Dnieper–Donets culture

Dnieper–Donets culture
Geographical range Eurasian Steppe
Dates c. 5000 BC – 4200 BC
Preceded by Swiderian culture
Followed by Funnelbeaker culture

The Dnieper–Donets culture (ca. 5th4th millennium BC) was a Mesolithic culture in the area north of the Black Sea/Sea of Azov between the Dnieper and Donets River, and bordering the European Neolithic area.

There are parallels with the contemporaneous Samara culture. The Dnieper–Donets culture was succeeded by the Yamna culture.

Overview

It was a hunter-gatherer culture that made the transition to early agriculture. The economic evidence from the earliest stages is almost exclusively from hunting and fishing.[1]

Inhumation was in grave pits, with the deceased being covered in ochre. Burial was sometimes individual, but larger groupings are more common, with burials being carried out sequentially in the same grave.

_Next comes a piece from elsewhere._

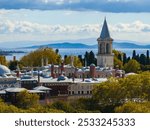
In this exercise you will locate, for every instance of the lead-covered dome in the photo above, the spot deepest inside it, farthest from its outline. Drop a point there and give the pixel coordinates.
(4, 70)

There are parallels with the contemporaneous Samara culture, and a larger horizon from the lower half of Dnieper to the mid-to-lower Volga has been drawn, particularly by the advocates of the Kurgan hypothesis as expounded by Marija Gimbutas. Dmitry Telegin (ru) assigns them to a broad cultural region that spanned the Vistula in Poland southeast to the Dnieper. Mallory includes this area within the limits of the Proto-Indo-Europeans. The precise role of this culture and its language to the derivation of the Pontic-Caspian cultures such as Sredny Stog and Yamna culture, is open to debate, though the display of recurrent traits points either to long-standing mutual contacts or underlying genetic relations.[2]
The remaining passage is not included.